Dodał, że wszczęto wobec niego ponad 120 spraw karnych i ocenił, że oskarżenie go o zdradę stanu to “przekroczenie czerwonych linii”.

Petro Poroszenko prosto z lotniska udał się do sądu, który może wybrać byłemu prezydentowi środek zapobiegawczy w ramach sprawy, w której ma on status podejrzanego o zdradę stanu.

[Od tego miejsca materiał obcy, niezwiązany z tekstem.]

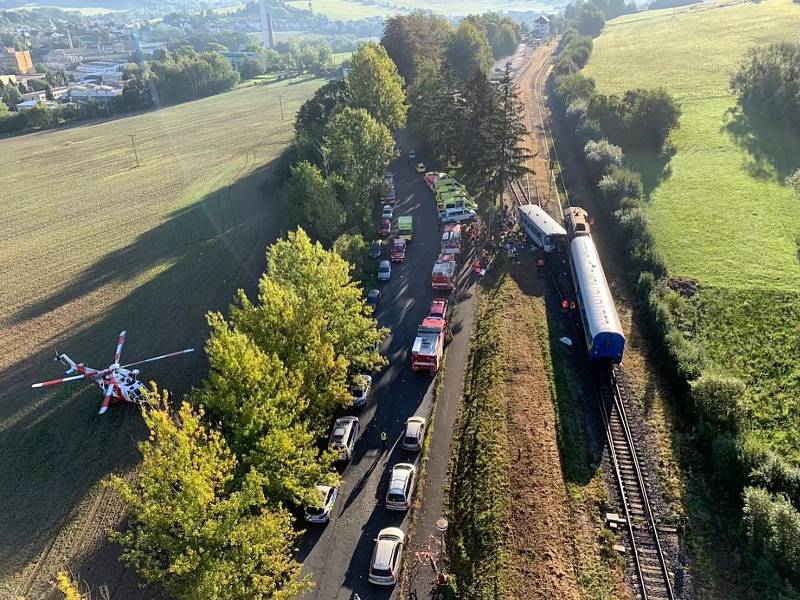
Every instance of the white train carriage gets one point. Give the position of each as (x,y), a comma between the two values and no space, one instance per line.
(605,340)
(540,227)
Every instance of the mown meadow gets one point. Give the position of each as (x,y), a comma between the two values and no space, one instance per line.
(717,202)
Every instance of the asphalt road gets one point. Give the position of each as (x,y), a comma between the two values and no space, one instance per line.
(337,555)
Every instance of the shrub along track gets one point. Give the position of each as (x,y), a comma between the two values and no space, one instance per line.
(512,522)
(95,247)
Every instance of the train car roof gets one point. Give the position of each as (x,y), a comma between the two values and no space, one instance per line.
(598,304)
(541,219)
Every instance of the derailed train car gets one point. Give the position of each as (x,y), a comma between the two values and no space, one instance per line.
(605,340)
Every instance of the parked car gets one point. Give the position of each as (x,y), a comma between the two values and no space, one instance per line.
(360,390)
(375,249)
(398,251)
(387,557)
(414,434)
(322,513)
(384,270)
(343,437)
(374,298)
(457,214)
(402,482)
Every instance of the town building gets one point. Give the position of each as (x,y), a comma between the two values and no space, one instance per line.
(541,26)
(92,93)
(29,104)
(237,58)
(15,60)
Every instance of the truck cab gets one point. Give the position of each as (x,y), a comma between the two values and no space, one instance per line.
(405,228)
(426,353)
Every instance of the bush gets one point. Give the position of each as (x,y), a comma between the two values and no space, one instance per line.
(573,86)
(718,398)
(619,183)
(601,156)
(772,526)
(576,111)
(588,130)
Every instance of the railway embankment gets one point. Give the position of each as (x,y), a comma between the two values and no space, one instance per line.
(714,465)
(525,479)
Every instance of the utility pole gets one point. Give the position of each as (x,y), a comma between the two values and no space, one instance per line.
(133,143)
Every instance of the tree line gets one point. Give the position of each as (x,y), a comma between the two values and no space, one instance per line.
(765,486)
(461,115)
(210,511)
(222,474)
(590,17)
(343,144)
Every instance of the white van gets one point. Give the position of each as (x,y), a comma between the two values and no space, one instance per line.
(457,214)
(343,437)
(402,481)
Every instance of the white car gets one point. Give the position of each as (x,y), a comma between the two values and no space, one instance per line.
(402,482)
(360,390)
(457,214)
(415,433)
(343,437)
(384,270)
(387,557)
(322,513)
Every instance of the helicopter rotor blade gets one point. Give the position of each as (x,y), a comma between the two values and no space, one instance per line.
(139,362)
(107,397)
(120,342)
(57,381)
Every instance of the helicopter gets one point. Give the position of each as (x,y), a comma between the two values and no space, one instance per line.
(118,382)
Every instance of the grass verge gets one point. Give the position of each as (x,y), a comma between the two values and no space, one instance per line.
(479,495)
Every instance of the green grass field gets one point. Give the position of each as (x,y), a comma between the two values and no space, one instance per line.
(92,245)
(352,10)
(719,208)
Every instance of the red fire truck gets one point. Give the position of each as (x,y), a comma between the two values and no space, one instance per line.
(444,272)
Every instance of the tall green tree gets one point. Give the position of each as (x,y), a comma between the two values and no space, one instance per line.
(507,157)
(189,530)
(311,314)
(357,148)
(476,135)
(415,39)
(374,84)
(263,415)
(312,203)
(468,50)
(316,112)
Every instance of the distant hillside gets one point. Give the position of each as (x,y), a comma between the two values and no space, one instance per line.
(720,210)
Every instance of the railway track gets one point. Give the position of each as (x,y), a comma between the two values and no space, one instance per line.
(652,579)
(652,570)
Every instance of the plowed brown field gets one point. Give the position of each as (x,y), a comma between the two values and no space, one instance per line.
(91,245)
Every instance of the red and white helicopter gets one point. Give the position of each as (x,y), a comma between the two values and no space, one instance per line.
(119,383)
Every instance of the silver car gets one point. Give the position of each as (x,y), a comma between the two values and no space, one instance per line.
(384,270)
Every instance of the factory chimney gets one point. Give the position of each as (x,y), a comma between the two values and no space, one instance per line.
(268,37)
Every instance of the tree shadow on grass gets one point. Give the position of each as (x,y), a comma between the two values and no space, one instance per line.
(54,448)
(654,168)
(772,150)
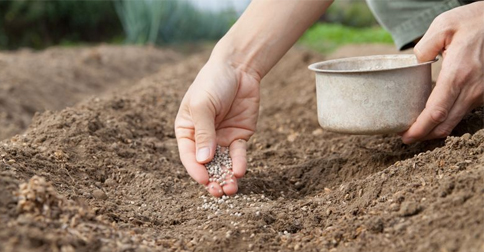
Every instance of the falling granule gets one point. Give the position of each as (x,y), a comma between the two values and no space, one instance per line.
(220,168)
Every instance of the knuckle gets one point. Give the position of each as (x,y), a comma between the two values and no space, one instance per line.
(438,115)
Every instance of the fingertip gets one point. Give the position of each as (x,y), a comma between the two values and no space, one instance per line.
(197,171)
(238,153)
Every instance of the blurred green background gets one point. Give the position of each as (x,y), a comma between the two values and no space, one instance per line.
(40,24)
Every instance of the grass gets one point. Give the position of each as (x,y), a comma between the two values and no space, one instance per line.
(326,37)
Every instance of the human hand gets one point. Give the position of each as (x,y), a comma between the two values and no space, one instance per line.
(459,35)
(220,107)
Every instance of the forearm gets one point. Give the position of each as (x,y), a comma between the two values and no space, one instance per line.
(266,31)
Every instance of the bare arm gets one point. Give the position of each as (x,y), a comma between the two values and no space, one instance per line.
(222,104)
(266,31)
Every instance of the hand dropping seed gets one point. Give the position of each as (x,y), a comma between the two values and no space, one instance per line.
(220,168)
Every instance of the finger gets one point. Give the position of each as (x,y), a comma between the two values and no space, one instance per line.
(463,105)
(238,153)
(203,115)
(432,43)
(197,171)
(437,108)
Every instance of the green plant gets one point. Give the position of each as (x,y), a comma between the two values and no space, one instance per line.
(39,24)
(354,13)
(162,22)
(325,37)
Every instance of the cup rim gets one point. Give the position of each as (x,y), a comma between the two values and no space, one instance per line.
(316,67)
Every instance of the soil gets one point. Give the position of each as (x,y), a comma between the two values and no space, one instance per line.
(104,175)
(53,79)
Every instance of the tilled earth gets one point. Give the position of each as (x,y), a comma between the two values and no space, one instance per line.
(104,175)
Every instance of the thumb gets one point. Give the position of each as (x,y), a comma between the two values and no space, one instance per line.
(431,44)
(203,116)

Przedstawicielka Państwowego Biura Śledczego Tetiana Sapian powiedziała podczas poniedziałkowego briefingu, że na kijowskim lotnisku śledczy próbowali wręczyć Poroszence “dokumenty procesowe”, w tym wezwanie do sądu. Dodała, że polityk odmówił przyjęcia dokumentów.

– Ignorował wymogi śledczego, a osoby, które były z nim, stawiały fizyczny opór, co zostało zarejestrowane na nagraniach – dodała przedstawicielka biura śledczego.

W drugiej połowie grudnia ukraińskie Państwowe Biuro Śledcze podało, że Poroszenkę poinformowano o możliwości popełnienia przez niego przestępstwa z artykułu dotyczącego zdrady stanu i wspierania terroryzmu. Według śledczych osoby figurujące w aktach sprawy miały za państwowe pieniądze kupować węgiel od samozwańczych republik w Donbasie, przez co uzależniły ukraińską sferę energetyczną od Rosji i separatystów.

Wiadomości
Kijów: sąd zajął ogromny majątek Poroszenki. Były prezydent podejrzany o zdradę stanu
2022.01.07 08:51

Poroszenko, prezydent Ukrainy w latach 2014-2019, przebywał za granicą i nie stawił się na wyznaczone przesłuchanie dotyczące wysuniętego wobec niego podejrzenia. Na początku stycznia sąd w Kijowie poinformował o zajęciu majątku Poroszenki w ramach sprawy dotyczącej zdrady stanu.